Avec One Assassination Under God – Chapter 2, Marilyn Manson referme son diptyque de renaissance artistique dans une ambiance beaucoup moins spectaculaire que ses grandes heures, mais nettement plus maîtrisée. Moins de provocation gratuite, davantage de noirceur : Manson semble désormais préférer les fantômes aux artifices.
Il faut parfois plusieurs années pour enterrer une carrière. Marilyn Manson, lui, a toujours eu un rapport assez particulier avec les cimetières.
Après One Assassination Under God – Chapter 1, paru en 2024, Brian Warner revient avec le second volet de ce qui forme désormais un diptyque de neuf titres. Unalive, Don’t Answer The Door, Front Toward Enemy, None of the Suns, The Arsonist ou encore Exit Wound composent un disque de 43 minutes qui ne cherche pas vraiment à refaire le passé.
Concrètement cela veut dire que Marilyn Manson n’essaie plus de redevenir Marilyn Manson.
Le Manson de Antichrist Superstar est évidemment absent. Celui de Mechanical Animals aussi. Même le personnage grotesque et provocateur des années 2000 semble avoir pris sa retraite.
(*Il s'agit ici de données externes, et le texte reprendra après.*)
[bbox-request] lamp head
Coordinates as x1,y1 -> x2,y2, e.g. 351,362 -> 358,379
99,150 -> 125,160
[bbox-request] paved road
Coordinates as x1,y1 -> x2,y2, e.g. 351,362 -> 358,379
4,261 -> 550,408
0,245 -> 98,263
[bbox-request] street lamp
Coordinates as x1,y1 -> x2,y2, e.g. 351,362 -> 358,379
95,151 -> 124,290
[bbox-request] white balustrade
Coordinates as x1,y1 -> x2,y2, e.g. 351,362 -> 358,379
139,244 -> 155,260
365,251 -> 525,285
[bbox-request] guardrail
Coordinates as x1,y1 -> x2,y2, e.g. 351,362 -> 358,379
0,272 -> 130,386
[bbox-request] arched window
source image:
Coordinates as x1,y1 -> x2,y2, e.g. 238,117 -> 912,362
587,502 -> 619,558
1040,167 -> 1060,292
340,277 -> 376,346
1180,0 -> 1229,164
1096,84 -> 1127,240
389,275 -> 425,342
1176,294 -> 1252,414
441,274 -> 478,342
À la place, on retrouve un artiste beaucoup plus sombre, parfois presque dépouillé.
La production, les guitares et les ambiances gothiques et industrielles installent un climat pesant sans chercher systématiquement le grand coup de poing. Chapter 2 est moins immédiat que son prédécesseur, mais plusieurs écoutes révèlent un disque plus cohérent qu’il n’en a l’air au premier passage. Manson ne cherche plus forcément à choquer. Il cherche à survivre à son propre personnage.
Le début du disque privilégie une forme de tension contenue. Unalive avance avec cette lenteur mélancolique devenue l’un des nouveaux territoires de Manson. Don’t Answer The Door installe une ambiance plus post-punk, tandis que Front Toward Enemy remet un peu de nerf dans la machine. Puis viennent All The Vilest Things, None of the Suns et Lucifer’s Teardrop, qui prolongent cette esthétique sombre et presque funéraire.
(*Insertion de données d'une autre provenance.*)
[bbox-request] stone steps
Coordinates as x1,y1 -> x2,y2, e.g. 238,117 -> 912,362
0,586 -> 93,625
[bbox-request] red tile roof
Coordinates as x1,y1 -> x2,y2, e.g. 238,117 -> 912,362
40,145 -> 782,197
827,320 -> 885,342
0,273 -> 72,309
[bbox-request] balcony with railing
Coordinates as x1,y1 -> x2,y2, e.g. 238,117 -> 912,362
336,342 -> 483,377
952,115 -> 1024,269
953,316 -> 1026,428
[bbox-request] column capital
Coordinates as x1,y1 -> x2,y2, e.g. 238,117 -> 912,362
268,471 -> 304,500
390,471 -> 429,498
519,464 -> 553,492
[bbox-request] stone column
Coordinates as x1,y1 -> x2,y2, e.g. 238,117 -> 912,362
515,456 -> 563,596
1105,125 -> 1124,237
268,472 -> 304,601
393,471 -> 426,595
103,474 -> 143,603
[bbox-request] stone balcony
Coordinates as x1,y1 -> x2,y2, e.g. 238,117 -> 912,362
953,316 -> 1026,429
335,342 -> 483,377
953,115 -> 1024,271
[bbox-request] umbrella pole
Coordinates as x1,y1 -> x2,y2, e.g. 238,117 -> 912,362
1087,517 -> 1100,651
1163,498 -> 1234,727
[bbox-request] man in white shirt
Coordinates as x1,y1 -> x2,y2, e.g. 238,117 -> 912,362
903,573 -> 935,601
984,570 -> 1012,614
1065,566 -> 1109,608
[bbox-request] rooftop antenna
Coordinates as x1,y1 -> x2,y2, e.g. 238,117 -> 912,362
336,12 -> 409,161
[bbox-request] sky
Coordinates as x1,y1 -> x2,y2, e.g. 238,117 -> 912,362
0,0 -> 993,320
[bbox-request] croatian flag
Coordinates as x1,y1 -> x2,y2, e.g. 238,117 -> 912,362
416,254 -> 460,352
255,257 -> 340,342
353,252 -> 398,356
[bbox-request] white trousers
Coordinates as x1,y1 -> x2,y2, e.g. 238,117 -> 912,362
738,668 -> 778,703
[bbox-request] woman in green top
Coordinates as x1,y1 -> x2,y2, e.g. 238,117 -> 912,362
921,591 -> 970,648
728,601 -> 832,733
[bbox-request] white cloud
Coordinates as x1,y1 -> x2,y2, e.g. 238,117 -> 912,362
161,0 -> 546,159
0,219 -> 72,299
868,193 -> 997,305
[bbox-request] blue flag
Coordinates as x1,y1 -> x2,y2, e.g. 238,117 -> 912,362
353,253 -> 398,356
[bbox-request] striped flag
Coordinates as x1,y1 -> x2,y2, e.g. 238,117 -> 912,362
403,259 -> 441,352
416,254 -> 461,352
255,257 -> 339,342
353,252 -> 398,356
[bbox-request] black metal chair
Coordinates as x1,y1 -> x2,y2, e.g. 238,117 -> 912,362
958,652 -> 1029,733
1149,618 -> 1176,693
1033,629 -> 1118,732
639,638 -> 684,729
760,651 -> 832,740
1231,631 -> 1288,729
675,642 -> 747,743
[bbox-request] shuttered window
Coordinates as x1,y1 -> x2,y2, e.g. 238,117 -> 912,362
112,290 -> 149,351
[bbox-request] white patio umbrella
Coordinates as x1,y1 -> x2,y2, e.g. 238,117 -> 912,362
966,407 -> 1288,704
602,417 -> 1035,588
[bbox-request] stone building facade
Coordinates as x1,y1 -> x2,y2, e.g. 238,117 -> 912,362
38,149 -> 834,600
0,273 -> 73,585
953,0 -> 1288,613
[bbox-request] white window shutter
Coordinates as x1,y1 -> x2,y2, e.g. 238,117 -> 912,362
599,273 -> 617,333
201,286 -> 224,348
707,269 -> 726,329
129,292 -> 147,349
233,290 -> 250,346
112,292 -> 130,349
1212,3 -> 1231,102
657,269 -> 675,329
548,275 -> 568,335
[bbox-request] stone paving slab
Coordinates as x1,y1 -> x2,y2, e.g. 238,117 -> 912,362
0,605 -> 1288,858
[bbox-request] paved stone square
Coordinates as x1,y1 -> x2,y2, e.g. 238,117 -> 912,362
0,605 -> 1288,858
Ce qui frappe surtout, c’est l’absence relative de grand numéro de cirque. Manson n’a plus besoin de déclarer qu’il est dangereux toutes les trente secondes. Il laisse les chansons faire le travail. Curieusement, cela lui va plutôt bien.
Évidemment, impossible d’écouter un album de Marilyn Manson en 2026 sans entendre son passé. Mais Chapter 2 ne fonctionne pas comme un best-of déguisé. Certains arrangements rappellent ses différentes périodes, mais l’ensemble donne surtout l’impression d’un artiste qui accepte enfin de ne plus courir après sa propre légende. C’est particulièrement perceptible sur The Arsonist et Exit Wound, où la fragilité prend le dessus sur l’arrogance.
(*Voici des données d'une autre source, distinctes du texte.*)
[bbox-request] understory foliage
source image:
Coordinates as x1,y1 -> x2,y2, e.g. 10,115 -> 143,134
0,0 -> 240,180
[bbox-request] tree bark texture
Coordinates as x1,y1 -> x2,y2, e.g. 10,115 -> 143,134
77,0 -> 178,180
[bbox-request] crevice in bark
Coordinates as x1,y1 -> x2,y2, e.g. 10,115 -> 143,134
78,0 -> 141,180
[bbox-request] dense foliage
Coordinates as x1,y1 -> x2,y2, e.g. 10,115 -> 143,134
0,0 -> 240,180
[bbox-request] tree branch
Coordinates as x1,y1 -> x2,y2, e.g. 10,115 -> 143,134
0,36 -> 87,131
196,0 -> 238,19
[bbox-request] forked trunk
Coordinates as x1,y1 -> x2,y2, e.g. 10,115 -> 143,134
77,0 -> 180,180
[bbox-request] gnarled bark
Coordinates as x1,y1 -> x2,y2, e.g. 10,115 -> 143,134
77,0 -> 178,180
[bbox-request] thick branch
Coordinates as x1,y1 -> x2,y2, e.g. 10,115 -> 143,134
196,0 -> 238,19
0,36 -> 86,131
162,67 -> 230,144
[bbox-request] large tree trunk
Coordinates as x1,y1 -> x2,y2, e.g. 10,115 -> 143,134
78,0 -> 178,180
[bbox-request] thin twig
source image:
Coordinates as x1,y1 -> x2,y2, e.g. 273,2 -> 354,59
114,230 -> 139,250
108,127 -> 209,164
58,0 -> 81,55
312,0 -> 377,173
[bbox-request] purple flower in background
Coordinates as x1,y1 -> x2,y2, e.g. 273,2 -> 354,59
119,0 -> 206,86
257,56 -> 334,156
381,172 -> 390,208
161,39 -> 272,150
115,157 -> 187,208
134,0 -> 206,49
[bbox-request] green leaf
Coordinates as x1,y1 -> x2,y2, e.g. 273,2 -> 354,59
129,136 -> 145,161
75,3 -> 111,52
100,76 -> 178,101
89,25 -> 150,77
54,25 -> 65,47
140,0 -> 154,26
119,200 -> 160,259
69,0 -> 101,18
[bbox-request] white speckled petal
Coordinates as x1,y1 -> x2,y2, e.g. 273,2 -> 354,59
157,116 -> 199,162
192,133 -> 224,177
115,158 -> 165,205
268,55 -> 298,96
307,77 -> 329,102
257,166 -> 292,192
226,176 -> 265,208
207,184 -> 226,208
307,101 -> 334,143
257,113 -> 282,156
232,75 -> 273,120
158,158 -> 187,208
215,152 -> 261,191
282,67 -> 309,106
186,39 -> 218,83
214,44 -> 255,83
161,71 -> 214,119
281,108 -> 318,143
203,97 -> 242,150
Le disque n’est pas parfait pour autant. Il est moins immédiat que Chapter 1, et certaines compositions paraissent volontairement étirées. Ceux qui attendent un retour à l’agressivité de la grande époque pourront donc trouver le résultat trop sage. Mais ce serait passer à côté de son intérêt.
One Assassination Under God – Chapter 2 clôt un cycle. Il ressemble moins à une revanche spectaculaire qu’à une reconstruction patiente et plus maîtrisée.
Nous voila donc arrivé au point où Marilyn Manson paraît plus intéressant lorsqu’il cesse d’essayer de faire peur. Vous me direz qu’avec lui on n’est plus à un paradoxe près.